I folded my arms across my chest. “Yeah, but I'd like to make it home alive.”
“Alive, but not really living.” He swung onto the bike and lifted the kickstand. “Think about it, Rocky.”
“Would you stop calling me that?” I yelled over the grumble of the engine, but ZZ was already balancing the bike, then roaring off, his beard blowing back over one shoulder as the Harley cruised off toward Fells Point.

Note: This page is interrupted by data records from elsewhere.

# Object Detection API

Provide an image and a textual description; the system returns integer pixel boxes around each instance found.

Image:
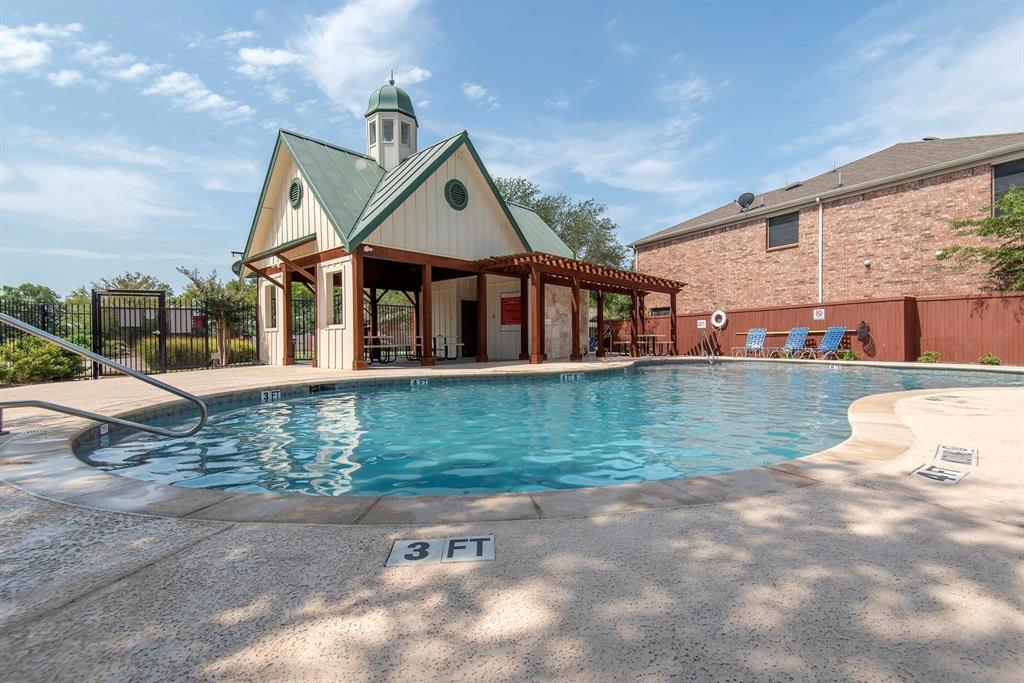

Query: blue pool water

[81,364,1021,496]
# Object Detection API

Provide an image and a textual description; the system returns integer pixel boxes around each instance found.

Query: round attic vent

[288,178,302,209]
[444,180,469,211]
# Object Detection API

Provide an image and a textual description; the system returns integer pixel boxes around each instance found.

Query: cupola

[367,72,419,171]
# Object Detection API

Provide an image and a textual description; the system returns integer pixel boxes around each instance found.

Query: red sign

[502,294,522,330]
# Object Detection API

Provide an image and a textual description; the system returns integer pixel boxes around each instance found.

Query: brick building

[632,133,1024,315]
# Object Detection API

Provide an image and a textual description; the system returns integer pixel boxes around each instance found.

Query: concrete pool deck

[0,361,1024,681]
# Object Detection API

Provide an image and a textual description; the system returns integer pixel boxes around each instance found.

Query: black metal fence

[0,290,259,377]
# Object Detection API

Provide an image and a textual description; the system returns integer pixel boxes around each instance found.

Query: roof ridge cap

[278,128,380,166]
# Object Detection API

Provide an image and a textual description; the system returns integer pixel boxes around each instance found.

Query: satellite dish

[736,193,754,211]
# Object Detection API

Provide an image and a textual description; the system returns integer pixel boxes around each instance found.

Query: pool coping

[0,356,1020,525]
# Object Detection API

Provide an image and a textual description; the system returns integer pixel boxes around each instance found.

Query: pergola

[476,252,686,362]
[244,240,685,370]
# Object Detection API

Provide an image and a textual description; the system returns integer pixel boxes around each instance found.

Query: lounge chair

[732,328,768,357]
[767,328,807,358]
[804,327,846,360]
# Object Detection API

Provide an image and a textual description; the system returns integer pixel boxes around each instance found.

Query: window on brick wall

[768,213,800,249]
[992,159,1024,211]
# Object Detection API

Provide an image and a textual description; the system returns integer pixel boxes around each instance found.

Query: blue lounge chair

[768,328,807,358]
[732,328,768,356]
[806,327,846,360]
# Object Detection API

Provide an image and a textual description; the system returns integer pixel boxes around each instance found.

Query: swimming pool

[79,362,1021,496]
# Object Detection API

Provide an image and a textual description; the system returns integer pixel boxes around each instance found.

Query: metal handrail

[0,313,208,436]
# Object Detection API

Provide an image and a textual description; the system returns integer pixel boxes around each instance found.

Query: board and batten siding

[366,147,526,260]
[316,256,355,370]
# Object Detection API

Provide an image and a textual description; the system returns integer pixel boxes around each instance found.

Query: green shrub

[135,337,207,373]
[0,337,85,384]
[219,339,256,366]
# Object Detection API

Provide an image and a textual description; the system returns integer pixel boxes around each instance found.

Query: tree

[0,283,60,307]
[938,187,1024,292]
[495,177,626,268]
[68,271,174,303]
[178,266,248,366]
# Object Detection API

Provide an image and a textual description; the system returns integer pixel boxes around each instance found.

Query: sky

[0,0,1024,294]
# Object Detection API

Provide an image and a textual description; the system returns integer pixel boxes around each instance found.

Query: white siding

[316,256,354,370]
[367,147,526,260]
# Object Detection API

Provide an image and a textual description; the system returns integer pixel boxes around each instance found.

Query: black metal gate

[292,299,316,362]
[92,290,167,377]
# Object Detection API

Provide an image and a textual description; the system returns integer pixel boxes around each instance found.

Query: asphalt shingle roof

[635,132,1024,244]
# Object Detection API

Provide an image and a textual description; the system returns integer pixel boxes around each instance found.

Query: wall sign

[384,533,495,567]
[501,292,522,332]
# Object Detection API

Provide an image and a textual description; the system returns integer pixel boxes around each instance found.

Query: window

[768,213,800,249]
[992,159,1024,210]
[328,270,345,325]
[264,285,278,330]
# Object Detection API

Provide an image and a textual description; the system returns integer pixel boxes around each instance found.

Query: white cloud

[4,126,261,193]
[0,163,188,237]
[112,61,156,81]
[236,47,300,80]
[46,69,85,88]
[75,41,135,69]
[765,13,1024,179]
[287,0,433,119]
[462,83,498,110]
[215,29,259,45]
[654,78,715,108]
[142,71,255,123]
[0,24,82,73]
[544,92,572,110]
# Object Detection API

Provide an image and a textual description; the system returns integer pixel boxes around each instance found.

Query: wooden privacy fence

[605,293,1024,366]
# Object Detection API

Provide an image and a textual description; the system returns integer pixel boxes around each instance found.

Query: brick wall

[638,164,991,313]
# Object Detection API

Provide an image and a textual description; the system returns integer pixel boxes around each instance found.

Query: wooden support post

[476,272,487,362]
[420,263,436,366]
[529,266,544,364]
[669,292,679,355]
[537,271,548,360]
[569,278,583,360]
[281,269,295,366]
[519,275,529,360]
[352,249,367,370]
[630,290,640,357]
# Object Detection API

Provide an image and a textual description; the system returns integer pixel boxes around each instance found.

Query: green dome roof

[367,80,416,119]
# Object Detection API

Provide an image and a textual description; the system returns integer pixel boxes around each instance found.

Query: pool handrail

[0,313,209,436]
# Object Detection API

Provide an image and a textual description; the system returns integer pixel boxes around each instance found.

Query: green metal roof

[242,130,572,266]
[508,202,575,258]
[367,81,416,119]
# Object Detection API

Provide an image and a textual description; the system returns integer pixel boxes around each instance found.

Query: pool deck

[0,359,1024,681]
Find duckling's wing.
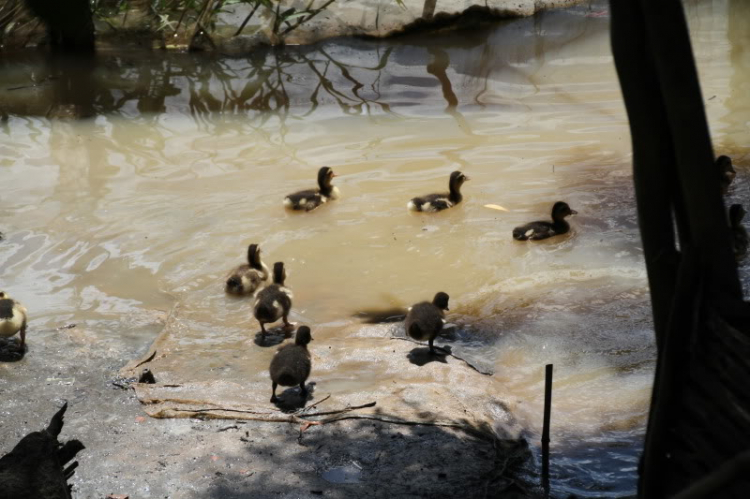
[284,189,327,211]
[513,221,555,241]
[408,194,453,212]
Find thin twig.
[234,2,260,36]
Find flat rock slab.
[120,313,518,437]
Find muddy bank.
[0,0,588,54]
[0,322,533,499]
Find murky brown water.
[0,0,750,497]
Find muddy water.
[0,1,750,497]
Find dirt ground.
[0,329,534,499]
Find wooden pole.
[542,364,552,497]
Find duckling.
[253,262,293,337]
[406,171,471,212]
[513,201,578,241]
[0,291,26,351]
[404,291,450,354]
[224,244,268,295]
[716,156,737,195]
[729,204,750,260]
[269,326,313,402]
[284,166,340,211]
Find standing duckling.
[404,291,449,354]
[406,171,471,213]
[269,326,312,402]
[253,262,293,337]
[284,166,339,211]
[224,244,268,295]
[513,201,578,241]
[729,204,750,260]
[716,156,737,196]
[0,291,26,351]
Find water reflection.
[0,7,607,124]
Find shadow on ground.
[200,419,538,499]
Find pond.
[0,0,750,497]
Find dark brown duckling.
[716,156,737,196]
[269,326,313,402]
[0,403,85,499]
[404,291,450,354]
[0,291,27,351]
[284,166,340,211]
[406,171,471,212]
[729,204,750,260]
[513,201,578,241]
[224,244,268,295]
[253,262,293,336]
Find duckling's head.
[318,166,336,192]
[432,291,450,310]
[247,244,263,270]
[729,204,747,227]
[294,326,312,346]
[552,201,578,220]
[448,171,471,191]
[273,262,286,286]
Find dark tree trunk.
[24,0,94,52]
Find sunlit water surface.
[0,0,750,497]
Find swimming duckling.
[716,156,737,195]
[284,166,339,211]
[729,204,750,260]
[224,244,268,295]
[406,171,471,212]
[253,262,293,337]
[0,291,26,351]
[404,291,450,354]
[513,201,578,241]
[269,326,312,402]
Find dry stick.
[294,393,331,414]
[542,364,552,497]
[391,336,492,376]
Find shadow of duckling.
[406,347,450,367]
[0,338,28,362]
[253,326,292,347]
[0,403,85,499]
[273,381,315,412]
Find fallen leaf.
[484,204,510,211]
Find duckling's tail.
[409,322,424,340]
[255,302,275,322]
[513,227,529,241]
[276,371,299,386]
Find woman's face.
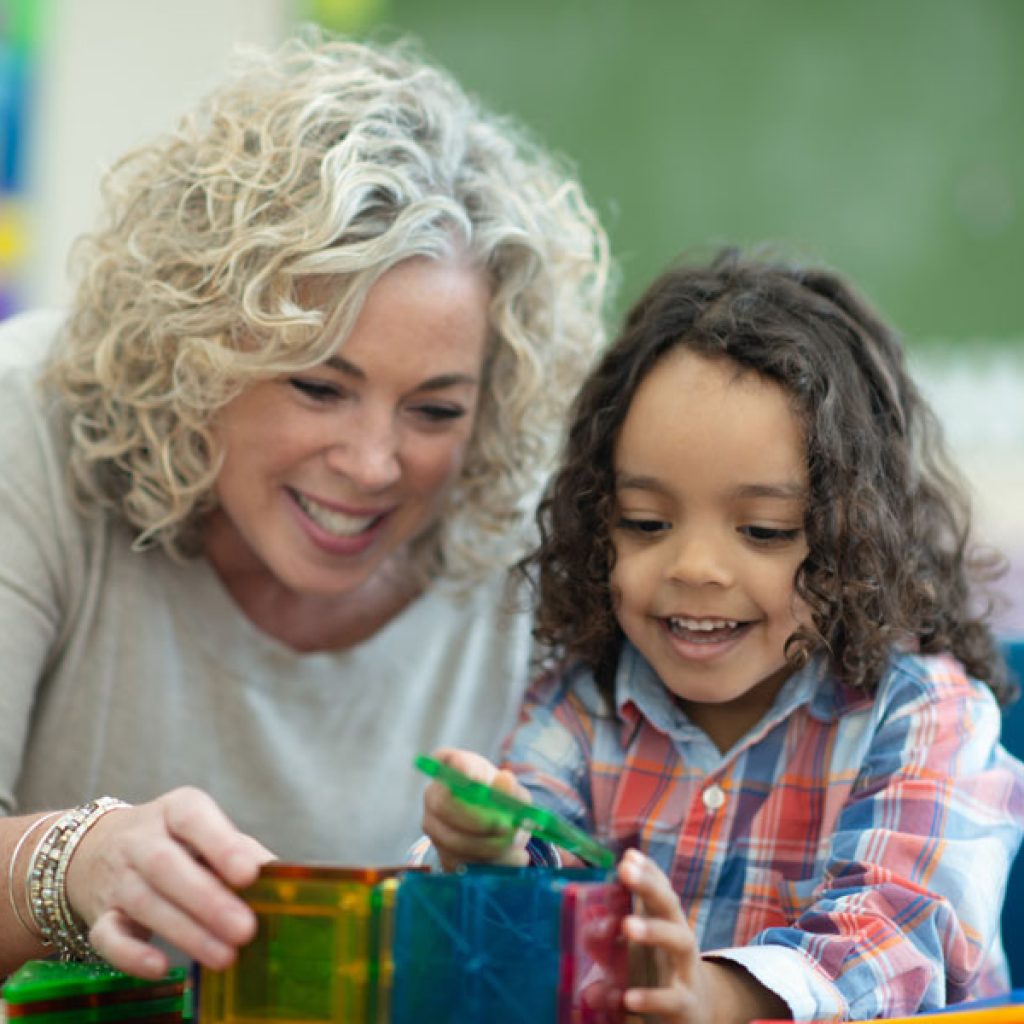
[207,258,490,596]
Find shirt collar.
[615,640,870,740]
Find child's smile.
[611,348,807,750]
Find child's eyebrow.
[615,473,669,495]
[733,481,807,502]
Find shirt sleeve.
[0,370,77,813]
[502,668,595,835]
[715,658,1024,1020]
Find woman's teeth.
[296,494,380,537]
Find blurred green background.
[296,0,1024,344]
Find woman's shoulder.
[0,309,65,373]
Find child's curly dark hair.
[522,249,1014,703]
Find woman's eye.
[739,526,800,544]
[289,377,340,401]
[618,516,669,536]
[415,406,466,423]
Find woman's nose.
[666,532,733,587]
[327,417,401,493]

Enough with the sage Santa. Like I needed advice from a dude on a Harley. I don't know why I even talked to him, anyway, something about the neighborliness of Baltimoreans. In New York people sat shoulder to shoulder with total strangers for a forty-minute subway ride and never made eye contact, but here, if someone made a comment and you didn't answer, they would keep on you until you acknowledged them. I wasn't sure which social code was preferable.
As the sun had melted the chill in the air and warmed the brick paving stones underfoot, I stood in front of the new Rossman's building and decided to check my messages. If one of my friends was available for lunch, it wasn't worth the bus trip home right now. The pitfalls of not having a car in Baltimore, a city where most residents owned a car, sometimes two.